A lot of the problem of getting more girls into STEM starts with gender stereotypes, according to Dr Annabel Latham, senior lecturer in the School of Computing, Mathematics and Digital Technology at Manchester Metropolitan University. “Many girls (including my own daughter) gravitate towards finding their identity based on messages from media, friends, school teachers, family,” she said. “So while I don’t think we should challenge girls in what they want to do, we can certainly add in positive messages and I think these can start quite early.”
For example, if you and your daughter see situations where men are shown as representatives of jobs in STEM - whether in an advert or in a TV programme - try to quash this stereotype and discuss how more women are doing these jobs now too.
5. Ask your daughter questions.
Questions are a great way to start people thinking about the importance of technology, Dr Latham explained: “Ask small children (and older ones) about how they think things work – the iPad, the TV, Netflix – how does it know what things you like to watch? Why do you like that game and not the other one – what would you do differently? How do you think we will watch TV in the future? Questions can stimulate interest in STEM and also the idea of having a stake in the future.”
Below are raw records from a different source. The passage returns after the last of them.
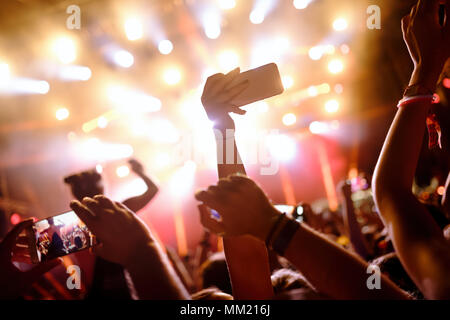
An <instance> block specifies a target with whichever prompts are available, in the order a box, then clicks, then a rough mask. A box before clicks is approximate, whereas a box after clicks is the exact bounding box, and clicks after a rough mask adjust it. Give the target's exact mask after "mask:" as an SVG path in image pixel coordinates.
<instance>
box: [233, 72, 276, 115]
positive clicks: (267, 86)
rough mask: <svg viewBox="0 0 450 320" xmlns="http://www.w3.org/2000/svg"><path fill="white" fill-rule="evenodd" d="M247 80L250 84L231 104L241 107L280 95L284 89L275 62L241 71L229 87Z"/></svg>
mask: <svg viewBox="0 0 450 320" xmlns="http://www.w3.org/2000/svg"><path fill="white" fill-rule="evenodd" d="M245 81H247V82H248V86H247V88H246V89H245V90H244V91H243V92H241V93H240V94H239V95H238V96H236V97H235V98H234V99H233V100H232V101H231V104H232V105H234V106H237V107H241V106H244V105H247V104H250V103H253V102H256V101H260V100H264V99H267V98H270V97H273V96H276V95H279V94H281V93H283V91H284V87H283V84H282V82H281V77H280V72H279V71H278V67H277V65H276V64H275V63H269V64H266V65H263V66H261V67H258V68H255V69H251V70H248V71H245V72H241V73H240V74H239V75H237V76H236V77H235V78H234V79H233V81H232V82H231V83H230V84H229V85H228V86H227V88H232V87H234V86H236V85H238V84H239V83H243V82H245Z"/></svg>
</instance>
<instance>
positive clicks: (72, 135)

Sarah Myers, regional network lead at STEM Learning, a career support provider, agreed and said this is a great way to get your child into problem solving, “This and creativity are crucial skills for every STEM job,” she explained. “Whether it’s finding a solution to the current plastic crisis or developing innovative methods of ensuring people around the world have access to clean water, creative solutions are paramount.”
6. Show her what she could study.
Sarah Shaw, from WISE campaign, which encourages people in business, industry and education to increase the participation of women in STEM, said some girls won’t be aware of all the areas of study STEM subjects come under, (and you may not be either), so it’s important to let them know how broad the opportunities are. Some lesser known areas include: geology, acoustics, robotics, marine biology, meteorology, zoology, product design and satellite technology. Do your kids know what they are?
7. Build girls’ confidence.
Forster said it is crucial for parents to ensure girls have the confidence to know that they can pursue a career in this field, “We have seen more and more research that shows even if a girl might show some interest in STEM, she will still often opt out because it is too ‘hard’ or she isn’t going to be clever enough or good enough to succeed,” she said. “People working with girls, whether teachers or parents, need to encourage more risk-taking and praise signs of tenacity. We need to help address girls’ (and women’s) fear of failure and see that making mistakes and ‘fails’ are a valuable part of the path to success in STEM.”